7
I BAILED MY Cadillac out of the garage the next morning, engine tuned, lubricants and filters changed, rear bumper replaced, right rear fender mended, and a new money-green paint job shining from hood to trunk. A twenty-something punk in a BMW Z3 had rear-ended me two weeks before as I braked for a yellow traffic signal outside Beverly Hills. The driver wore a cell-phone headset as good as surgically implanted into his ear when he stepped out of the car, and as he strode to inspect the damage he complained to the headset—presumably he was talking to someone—that a stupid bitch had slammed on the brakes in front of him and now he was going to be late to his meeting. The Caddy was a vintage ’70s Eldorado, five thousand pounds of rusting steel and pitted chrome, and the Z3 had crumpled like a bird against bulletproof glass. When he saw the damage up close, he jabbed the stubby antenna of his cell toward my chest and screamed, “It was a fucking yellow light! Nobody in L.A. brakes on yellow!”

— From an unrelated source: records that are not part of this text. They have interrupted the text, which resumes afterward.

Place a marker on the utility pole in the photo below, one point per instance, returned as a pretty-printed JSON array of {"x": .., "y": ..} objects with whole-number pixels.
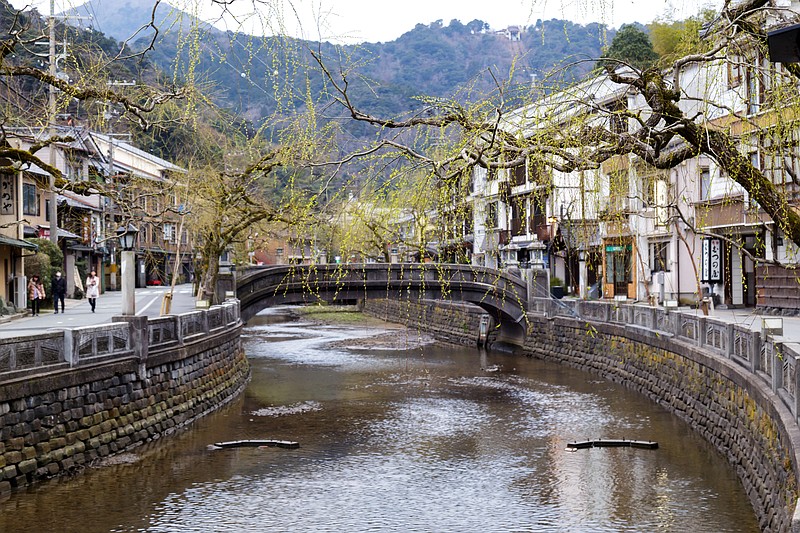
[{"x": 51, "y": 117}]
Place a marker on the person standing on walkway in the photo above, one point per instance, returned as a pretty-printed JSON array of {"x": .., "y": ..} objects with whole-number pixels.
[
  {"x": 35, "y": 294},
  {"x": 92, "y": 289},
  {"x": 59, "y": 290}
]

At the garage I bid farewell to the four hamsters powering the Chevy Metro, bent to kiss the Caddy’s laurel-wreath hood insignia, happy to have a real car again, and drove to the converted sewage-works warehouse that served as the corporate offices of Scandal Times. While I joined Frank in his office the Rott stayed outside to play a little ball with the security guard, something they both liked to do. I plugged the digital camera into the back of Frank’s computer and watched the downloaded images in a silence broken by his loud sighs of disappointment. He didn’t blame me for the unimaginative framing and ho-hum staging, he said, certainly aware that such a statement was a backhanded way of blaming me. He knew I’d been shocked by the death of my model. But the results spoke for themselves, and they spoke badly. The images might work for mid-paper, continuation-of-story visuals but didn’t have enough zing for the first three pages, and if they dared put one of them on the cover, the entire Scandal Times readership would fall asleep in the supermarket checkout line from sheer boredom.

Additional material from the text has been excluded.